# Concrete Porch Slab-Support plywood



## dave-diy (Nov 19, 2011)

We have poured cement walls under our porch with one inch of plywood going across the top of the walls, forming the ceiling, that supports the concrete slab of the porch. The house was built in 2004 old and the plywood under the slab is flaking off and has a coat of mold on it. What do we need to do: can we rip out that plywood, do we need to leave it up? What about the wood between the walls & the slab? Looking for suggestions


----------



## gregzoll (Dec 25, 2006)

It should have been ripped out after the pour. BTW, if that space is a cold room, it should have a exterior door to close it off from the rest of the basement space. As for what is between the slab and walls, spray down in a pump garden sprayer a treatment of Water treatment, along with termite treatment, or brush on Polyurethane to seal, if you are not able to chisel out, if it goes too far across.


----------



## Duckweather (Mar 26, 2012)

Since you can remove the plywood I would guess there is a door or some access. Where is the access from, outside, or cellar? Is it a crawl space or full cellar? There must be moisture or humidity causing the mold. is the floor dirt? You should be able to remove plywood. I can't imagine it is structural. How thick is the slab and is it reinforced? By your description there is plywood between walls and the slab you cannot remove. If so you would have to seal that inside and out to prevent it from rotting out, letting the slab settle. If it is a dirt floor a heavy layer of polyethylene for a vapor barrier would help.


----------



## dave-diy (Nov 19, 2011)

Thanks for the input! It is greatly appreciated. The door to the area under the porch leads into the basement. Right now it is just a four foot opening. It is a nice area with the concrete walls and floor, just have this plywood below the porch slab as the ceiling. We think the slab could be eight inches thick and have no idea about the reinforcement. We are thinking of using a circular saw to cut between the metal joints to be able to pry the plywood off of the ceiling. Below are a few images. Do you have any other suggestions?


----------



## gregzoll (Dec 25, 2006)

Can you resize the photos and repost please? Problem that I see, unless you use Steel shims as you remove the plywood, the slab is going to start cracking as you remove it, then you have bigger problems on your hand, and possible death to the person standing under it.


----------



## dave-diy (Nov 19, 2011)

Got them resized. What do you mean by steal shims. New supports under the concrete to keep it up? or place metal between the plywood and concrete to press against?

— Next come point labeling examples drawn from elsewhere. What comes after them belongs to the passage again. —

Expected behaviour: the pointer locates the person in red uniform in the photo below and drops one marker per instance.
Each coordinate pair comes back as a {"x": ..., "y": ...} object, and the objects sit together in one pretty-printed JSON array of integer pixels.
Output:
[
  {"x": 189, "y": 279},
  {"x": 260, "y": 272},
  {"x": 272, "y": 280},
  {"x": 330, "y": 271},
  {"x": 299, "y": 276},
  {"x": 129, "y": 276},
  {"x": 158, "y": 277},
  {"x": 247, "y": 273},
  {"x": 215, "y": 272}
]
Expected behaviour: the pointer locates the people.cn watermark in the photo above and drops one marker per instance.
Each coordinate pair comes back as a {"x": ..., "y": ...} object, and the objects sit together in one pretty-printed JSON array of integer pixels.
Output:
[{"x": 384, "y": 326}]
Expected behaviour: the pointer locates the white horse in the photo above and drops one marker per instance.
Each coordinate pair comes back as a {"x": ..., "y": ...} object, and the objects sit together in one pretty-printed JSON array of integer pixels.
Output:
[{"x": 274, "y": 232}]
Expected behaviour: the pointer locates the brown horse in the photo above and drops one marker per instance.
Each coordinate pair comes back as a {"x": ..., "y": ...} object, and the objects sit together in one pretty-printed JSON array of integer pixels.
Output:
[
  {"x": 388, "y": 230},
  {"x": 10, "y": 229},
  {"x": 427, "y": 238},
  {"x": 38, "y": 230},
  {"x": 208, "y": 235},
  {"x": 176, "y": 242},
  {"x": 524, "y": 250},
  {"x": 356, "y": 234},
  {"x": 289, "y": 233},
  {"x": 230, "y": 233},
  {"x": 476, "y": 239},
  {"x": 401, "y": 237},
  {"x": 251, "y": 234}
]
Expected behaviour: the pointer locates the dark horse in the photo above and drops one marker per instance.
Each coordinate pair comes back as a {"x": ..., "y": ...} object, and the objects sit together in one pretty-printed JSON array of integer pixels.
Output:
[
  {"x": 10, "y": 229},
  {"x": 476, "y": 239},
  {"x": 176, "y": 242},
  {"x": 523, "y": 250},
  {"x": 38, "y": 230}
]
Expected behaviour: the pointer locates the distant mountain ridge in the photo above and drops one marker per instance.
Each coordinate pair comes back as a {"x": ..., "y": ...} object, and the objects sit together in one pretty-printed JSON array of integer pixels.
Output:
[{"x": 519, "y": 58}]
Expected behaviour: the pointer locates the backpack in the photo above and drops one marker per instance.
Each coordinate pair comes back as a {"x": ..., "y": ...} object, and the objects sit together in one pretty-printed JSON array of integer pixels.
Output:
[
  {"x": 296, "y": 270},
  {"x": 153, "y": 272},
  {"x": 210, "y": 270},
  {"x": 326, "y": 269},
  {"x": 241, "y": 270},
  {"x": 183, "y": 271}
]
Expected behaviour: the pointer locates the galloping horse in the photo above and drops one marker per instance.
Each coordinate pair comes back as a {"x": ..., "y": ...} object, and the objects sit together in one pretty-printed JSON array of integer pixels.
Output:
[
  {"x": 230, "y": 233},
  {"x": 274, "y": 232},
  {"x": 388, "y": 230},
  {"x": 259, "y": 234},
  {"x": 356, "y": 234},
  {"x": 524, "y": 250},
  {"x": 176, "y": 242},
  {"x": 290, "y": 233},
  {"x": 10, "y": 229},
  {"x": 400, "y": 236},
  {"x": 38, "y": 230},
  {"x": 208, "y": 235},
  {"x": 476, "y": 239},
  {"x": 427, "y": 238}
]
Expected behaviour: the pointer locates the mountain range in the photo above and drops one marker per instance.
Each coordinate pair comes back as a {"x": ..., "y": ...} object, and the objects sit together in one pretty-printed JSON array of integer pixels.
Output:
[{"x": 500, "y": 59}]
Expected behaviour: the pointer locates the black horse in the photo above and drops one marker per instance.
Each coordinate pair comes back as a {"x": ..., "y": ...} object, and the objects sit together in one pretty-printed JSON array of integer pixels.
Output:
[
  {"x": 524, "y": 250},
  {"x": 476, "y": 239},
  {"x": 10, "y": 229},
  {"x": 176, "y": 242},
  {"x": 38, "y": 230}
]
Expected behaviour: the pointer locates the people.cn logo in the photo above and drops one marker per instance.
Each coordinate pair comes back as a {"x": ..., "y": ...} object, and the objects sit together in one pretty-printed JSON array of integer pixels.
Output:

As you can see in the first image the plywood doesn't extend very far over the wall. (At the plywood joint the corner gone and you see the edge.) The Second one you can see some of the mold on the wall in the corner. The third picture has form joints and a little of the mold with the black plastic in the background of the joint, I think. We were thinking of running the circular saw along side those and pulling the plywood down, but you are suggesting we don't do that? The fourth picture shows the plywood pealing apart.


----------



## joecaption (Nov 30, 2011)

That's a new one on me. I can not imagine someone even having done it this way. 
Rule #1 in building is wood should never be in direct contact with concrete unless it's pressure treated.
Anytime I've seen a porch built like this it's pored over steel panels. Even then at some point it rust and starts leaking.
Your between a rock and a hard place. The plywood needs to come out but once it's out there's nothing left to support the concrete above.


----------



## Maintenance 6 (Feb 26, 2008)

Is the plywood exposed around the outside perimeter of the slab? If not, I think the first thing I would do is to cut out a small piece of the plywood and see if it runs the full depth of the wall, or if it stops just past the inside lip of the wall. How thick are the walls supporting the slab?


----------



## jomama45 (Nov 13, 2008)

That's not just plywood, it's actually 1 1/8" plywood forms that are meant to be re-used. They're likely either "Duraforms" or "Advance" wall forms that have either seen better days, or the contractor simply didn't mind sacrificing a few of them...........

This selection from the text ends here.